A novel terrain rendering algorithm based on quasi Delaunay triangulation

Terrain rendering has long been an interesting research topic, and Delaunay triangulation has been one of the methods frequently employed. The problem of smooth morphing between successive Delaunay meshes in a dynamic setting does not have a satisfactory solution however. In this paper, we address this issue by temporarily relieving the mesh from the strict constraints of Delaunay triangulation (DT). The proposed algorithm uses an off-line process to compute a relative importance for each sampling point in a Digital Elevation Model (DEM). It then constructs a mesh model in real-time from a set of points selected according to their viewpoint distances and relative importances. The mesh model is initialized to be a genuine DT. As the viewpoint moves, some points are added, and some are removed. We use simple methods for point insertion and removal that allow smooth morphing between successive frames. While the simple methods do not ensure Delaunay properties, we eliminate the slivery triangles gradually by collecting and flipping illegal edges incident to them.
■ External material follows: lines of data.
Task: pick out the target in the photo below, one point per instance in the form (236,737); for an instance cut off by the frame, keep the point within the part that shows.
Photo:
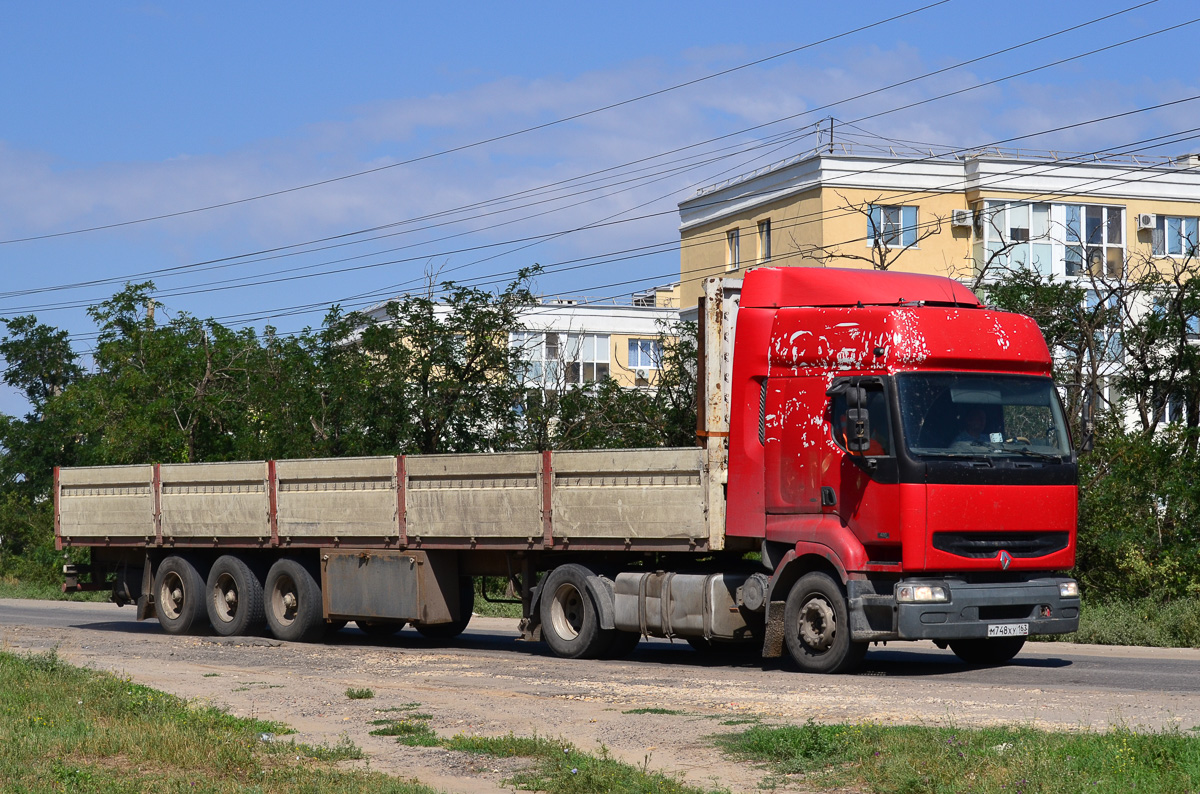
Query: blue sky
(117,112)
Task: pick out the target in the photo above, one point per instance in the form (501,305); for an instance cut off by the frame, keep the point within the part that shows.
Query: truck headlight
(929,593)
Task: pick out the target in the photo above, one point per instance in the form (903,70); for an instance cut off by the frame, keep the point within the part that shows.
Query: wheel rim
(567,611)
(225,597)
(171,595)
(819,625)
(285,601)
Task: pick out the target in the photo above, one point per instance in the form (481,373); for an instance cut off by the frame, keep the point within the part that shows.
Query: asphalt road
(1047,665)
(487,681)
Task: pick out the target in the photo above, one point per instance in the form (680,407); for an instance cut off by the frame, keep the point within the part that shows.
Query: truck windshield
(972,415)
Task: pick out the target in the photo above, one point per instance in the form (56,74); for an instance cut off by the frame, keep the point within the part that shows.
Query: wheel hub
(817,624)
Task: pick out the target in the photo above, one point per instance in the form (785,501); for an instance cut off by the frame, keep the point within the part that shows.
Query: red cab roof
(779,287)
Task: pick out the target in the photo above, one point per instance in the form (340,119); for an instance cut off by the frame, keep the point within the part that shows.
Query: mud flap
(773,633)
(145,601)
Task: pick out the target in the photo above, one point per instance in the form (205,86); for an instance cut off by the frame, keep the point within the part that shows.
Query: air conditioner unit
(963,218)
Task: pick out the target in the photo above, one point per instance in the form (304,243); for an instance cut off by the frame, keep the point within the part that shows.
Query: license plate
(1008,630)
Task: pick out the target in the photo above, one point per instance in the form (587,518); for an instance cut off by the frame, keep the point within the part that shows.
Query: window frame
(900,230)
(654,354)
(765,240)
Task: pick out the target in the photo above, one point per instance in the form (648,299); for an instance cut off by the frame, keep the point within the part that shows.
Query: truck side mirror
(858,431)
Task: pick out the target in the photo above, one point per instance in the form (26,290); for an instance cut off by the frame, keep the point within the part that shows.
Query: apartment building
(573,341)
(947,212)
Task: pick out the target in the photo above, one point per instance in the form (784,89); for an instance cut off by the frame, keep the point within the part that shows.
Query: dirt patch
(489,684)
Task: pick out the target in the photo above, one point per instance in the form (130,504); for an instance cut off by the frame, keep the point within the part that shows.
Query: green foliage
(987,761)
(1144,621)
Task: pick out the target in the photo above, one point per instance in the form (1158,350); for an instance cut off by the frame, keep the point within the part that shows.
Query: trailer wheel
(235,597)
(455,627)
(293,602)
(816,625)
(179,595)
(995,650)
(570,624)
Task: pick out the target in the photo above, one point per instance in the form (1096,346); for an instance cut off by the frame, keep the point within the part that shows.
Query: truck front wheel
(179,595)
(293,602)
(816,623)
(235,597)
(570,623)
(995,650)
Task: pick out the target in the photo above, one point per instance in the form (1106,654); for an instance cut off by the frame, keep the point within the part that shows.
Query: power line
(493,138)
(893,85)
Point insertions, removals, edge flips, and their animations are organized by queueing and carried out over time. In this way, we amortize the burst computations to successive frames, so that a balanced workload and a high frame rate are achieved. The proposed algorithm produces a concise and well-composed mesh adaptive to both viewpoint and the terrain's local geometry, and, most importantly, it supports smooth morphing.